Mal meets Josie's gaze steadily. 'Zoey and I are screwing.'


It's a casual thing, you tell yourself. You tell her the same thing, when you aren't telling her that it has to stop. But she has her father's strength of will, and her father's charisma. So it becomes regular -- nights together that always start as a coffee or hot chocolate between friends, and always end as a night between lovers.

All the while you attend the same functions, you watch her across crowded ballrooms as she sparkles, and you long to kiss her there, in front of everyone. At the same time, you try not to recall that you knew her as a small child; that it was Ellie who was your friend, and not the gangly sister who grew into a sweet, passionate young woman. And when she stands there, in a beautiful dress talking calmly to her father and to yours, you try not to remember the nights when your limbs twine with hers, when your hand slides between her legs and her head falls back as she cries out.
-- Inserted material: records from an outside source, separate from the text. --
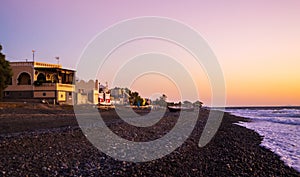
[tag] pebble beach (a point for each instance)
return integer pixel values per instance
(41, 141)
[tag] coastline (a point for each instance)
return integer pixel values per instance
(62, 149)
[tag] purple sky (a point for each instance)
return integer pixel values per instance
(256, 42)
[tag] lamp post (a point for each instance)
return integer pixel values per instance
(57, 58)
(33, 55)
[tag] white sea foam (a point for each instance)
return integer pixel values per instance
(280, 128)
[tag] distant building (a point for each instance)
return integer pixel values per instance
(119, 96)
(37, 81)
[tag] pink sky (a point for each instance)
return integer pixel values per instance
(256, 42)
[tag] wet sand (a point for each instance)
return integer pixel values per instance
(48, 142)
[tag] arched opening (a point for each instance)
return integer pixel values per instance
(41, 78)
(24, 79)
(54, 78)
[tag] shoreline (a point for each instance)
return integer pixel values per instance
(234, 150)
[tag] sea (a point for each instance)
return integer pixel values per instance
(280, 127)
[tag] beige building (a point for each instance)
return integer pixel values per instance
(37, 81)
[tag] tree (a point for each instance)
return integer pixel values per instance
(5, 73)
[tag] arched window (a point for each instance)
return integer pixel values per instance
(41, 78)
(24, 79)
(54, 78)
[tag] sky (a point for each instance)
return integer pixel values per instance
(256, 42)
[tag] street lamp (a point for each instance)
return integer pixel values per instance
(33, 54)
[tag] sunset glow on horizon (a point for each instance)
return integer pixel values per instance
(256, 43)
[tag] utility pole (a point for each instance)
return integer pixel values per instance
(33, 54)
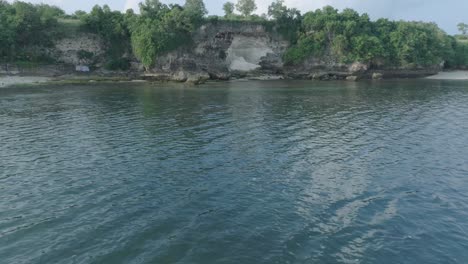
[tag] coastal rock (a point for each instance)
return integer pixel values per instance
(377, 76)
(357, 67)
(352, 78)
(198, 78)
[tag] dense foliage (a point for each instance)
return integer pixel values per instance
(348, 36)
(326, 34)
(23, 25)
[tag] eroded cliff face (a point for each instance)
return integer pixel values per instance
(222, 51)
(226, 50)
(219, 51)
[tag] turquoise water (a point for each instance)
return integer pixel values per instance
(241, 172)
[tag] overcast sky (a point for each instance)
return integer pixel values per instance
(445, 13)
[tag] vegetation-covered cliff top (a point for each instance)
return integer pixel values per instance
(346, 36)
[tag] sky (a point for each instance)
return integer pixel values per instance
(447, 14)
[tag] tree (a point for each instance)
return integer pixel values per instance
(277, 9)
(228, 8)
(246, 7)
(463, 28)
(195, 8)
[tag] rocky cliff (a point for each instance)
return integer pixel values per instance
(220, 51)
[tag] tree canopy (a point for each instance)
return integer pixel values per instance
(344, 36)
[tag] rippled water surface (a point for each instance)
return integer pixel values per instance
(242, 172)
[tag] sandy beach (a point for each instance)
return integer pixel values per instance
(12, 80)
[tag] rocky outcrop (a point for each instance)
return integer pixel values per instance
(220, 51)
(223, 51)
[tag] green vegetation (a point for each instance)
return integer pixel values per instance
(326, 34)
(22, 25)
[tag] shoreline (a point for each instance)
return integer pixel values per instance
(450, 75)
(14, 80)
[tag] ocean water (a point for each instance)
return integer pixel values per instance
(239, 172)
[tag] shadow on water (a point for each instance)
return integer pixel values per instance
(237, 172)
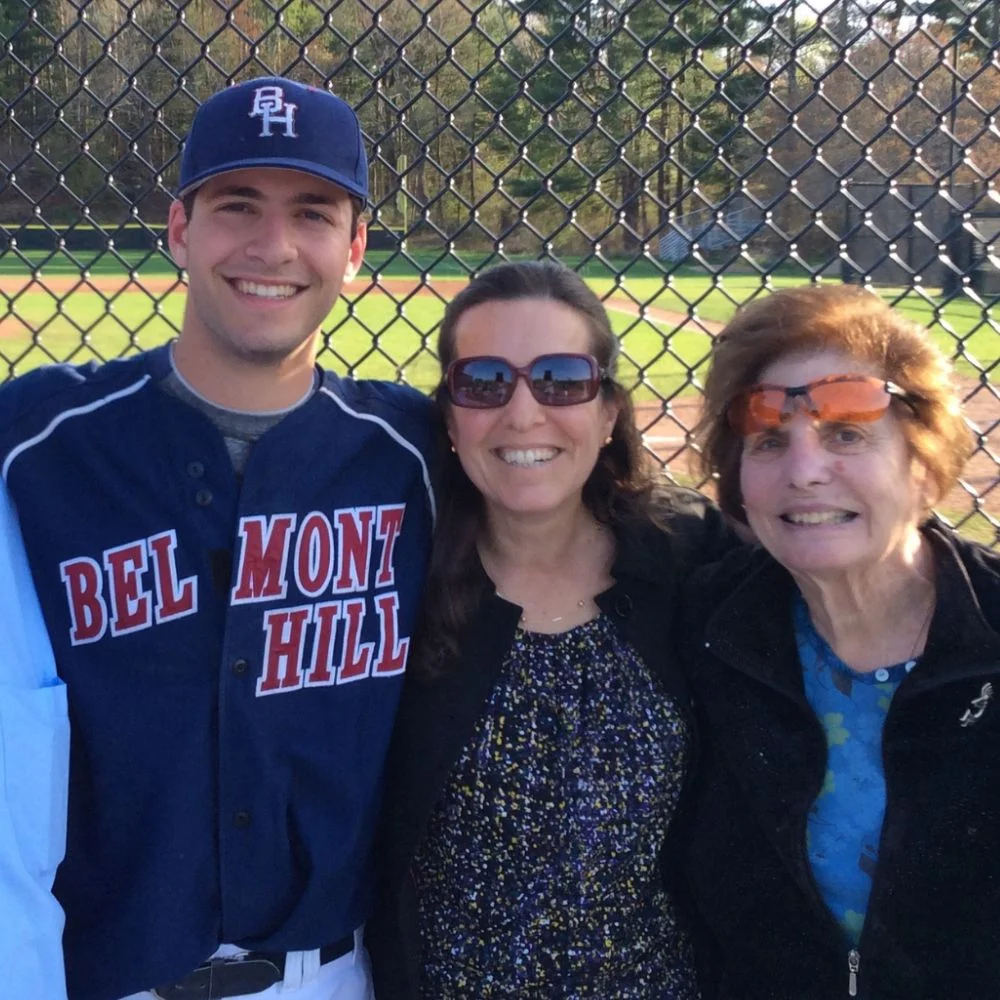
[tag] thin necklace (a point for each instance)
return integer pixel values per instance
(922, 632)
(523, 620)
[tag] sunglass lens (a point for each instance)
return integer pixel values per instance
(860, 400)
(757, 410)
(482, 383)
(563, 380)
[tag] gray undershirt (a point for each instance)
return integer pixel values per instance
(240, 430)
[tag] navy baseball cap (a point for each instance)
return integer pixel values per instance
(273, 122)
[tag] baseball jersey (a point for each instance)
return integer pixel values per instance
(34, 764)
(233, 652)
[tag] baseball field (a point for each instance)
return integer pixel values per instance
(61, 307)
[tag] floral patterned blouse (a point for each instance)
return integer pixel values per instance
(540, 873)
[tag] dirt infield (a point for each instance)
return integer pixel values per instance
(665, 429)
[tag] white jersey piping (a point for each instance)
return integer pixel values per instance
(396, 436)
(66, 414)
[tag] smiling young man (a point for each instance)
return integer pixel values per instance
(228, 544)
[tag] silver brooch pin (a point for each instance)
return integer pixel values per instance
(977, 706)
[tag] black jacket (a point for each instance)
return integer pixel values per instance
(438, 714)
(932, 930)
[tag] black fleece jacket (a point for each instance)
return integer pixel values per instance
(932, 930)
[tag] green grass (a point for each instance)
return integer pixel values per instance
(377, 336)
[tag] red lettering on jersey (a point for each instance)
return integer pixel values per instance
(283, 649)
(393, 650)
(321, 670)
(263, 556)
(354, 549)
(131, 607)
(390, 521)
(357, 659)
(174, 598)
(87, 611)
(314, 555)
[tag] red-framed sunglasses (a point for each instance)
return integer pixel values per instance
(839, 399)
(485, 383)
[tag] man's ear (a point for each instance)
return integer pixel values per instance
(177, 233)
(356, 254)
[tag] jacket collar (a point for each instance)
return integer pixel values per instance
(752, 628)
'Is that really wise?' asks Aunt Jo.

'No,' Mal admits. 'But wise doesn't seem to enter my head when we're together.'

Josie pours more wine for both of them. 'I'm not going to lecture you. You're young, and Zoey's younger. You're both trying things out. I did, too. I settled down later on, of course, but I would have regretted it if I'd never sampled the options available to me.'

'This isn't about experimenting,' Mal points out. 'This is who I am.'

'I don't doubt that,' says Josie. 'But you are both comparatively young.'

They sit in silence and sip their wine. Mal puts down her glass and pushes it away. 'Dad has no idea of this. It would kill him.'

'No, it wouldn't,' says Josie. 'He'll flail around like he always does, old woman that he is. But family means a hell of a lot more than politics to him. Not his sister, maybe, but for you he'd give up anything.'

'I know this town, Aunt Jo. He'd be giving up everything. He and the President, they can't support people like me -- relationships like mine. Not openly. It's political suicide.'

'He wouldn't care.'

'He would. Later, when it was over. So you have to promise me you won't tell him.'

Josie nods.

'This thing with Zoey -- I know it won't last,' Mal adds. And when it's over, who knows whether my next relationship will even be an issue? So there's no point to telling him.'

Josie picks up her glass. 'Do you love her?'


It's not love.

It's not love because it can't be; because you're too close to sisters, and because Zoey is still too young and too energetic to be in love with anyone. Because even though you know that both your fathers would defend you to the death against Republicans and the religious right, and lose their careers in the process, there are things you don't do. You don't ask someone -- parent, friend, or lover -- to ruin their reputation and their career, just so you can tilt at the windmill called happiness.

It can't last, and it won't. You live in the now: you spend night after night together and you know the taste of every inch of her skin. You have memorised the shape of her body under your hands and the sounds she makes when your tongue and fingers disappear within her. And you hope that morning never comes.